A. 予定はあらかじめ日を決めて行い、緊急はお産の経過で必要になり急いで行います。どちらも母子の安全のための方法です。
Q. 傷はどれくらいで治る?
A. 個人差があります。痛みや赤み・発熱があれば受診を。傷のケアは主治医の指示に従いましょう。
Q. 次も帝王切開になる?
A. 次回も帝王切開になることが多いです。

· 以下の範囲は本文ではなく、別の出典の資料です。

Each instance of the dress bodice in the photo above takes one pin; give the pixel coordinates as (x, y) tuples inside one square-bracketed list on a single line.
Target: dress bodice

次の妊娠の計画は産科医とよく相談してください。
Q. どこに相談すればいい?
A. 手術や回復は 主治医(産科医)・助産師、赤ちゃんの体調は 小児科・#8000 に相談できます。
この記事の根拠
- 日本産科婦人科学会 産婦人科診療ガイドライン
- こども家庭庁 母子健康手帳
- 厚生労働省 帝王切開と産前休業(働く女性の心とからだの応援サイト)
- 厚生労働省 授乳・離乳の支援ガイド(2019年改定版)
まとめ
- 帝王切開は おなかと子宮を切開して出産する方法(予定・緊急がある)
- 手術のため 回復に時間がかかり、入院も長め
- 術後は 早期離床しつつ無理をしない、傷・悪露・痛みを観察
- 傷の異常(発熱・赤み・痛み)・悪露の増加は 受診のサイン
- 次の妊娠は 次回も帝王切開になりやすいため産科医と相談
大切なお知らせ:本記事は公的機関・学会の発信情報をもとに012.kids編集部が独自にまとめた一般情報です。手術の方法・回復・次の妊娠の判断は、必ずかかりつけの産科医にご相談ください。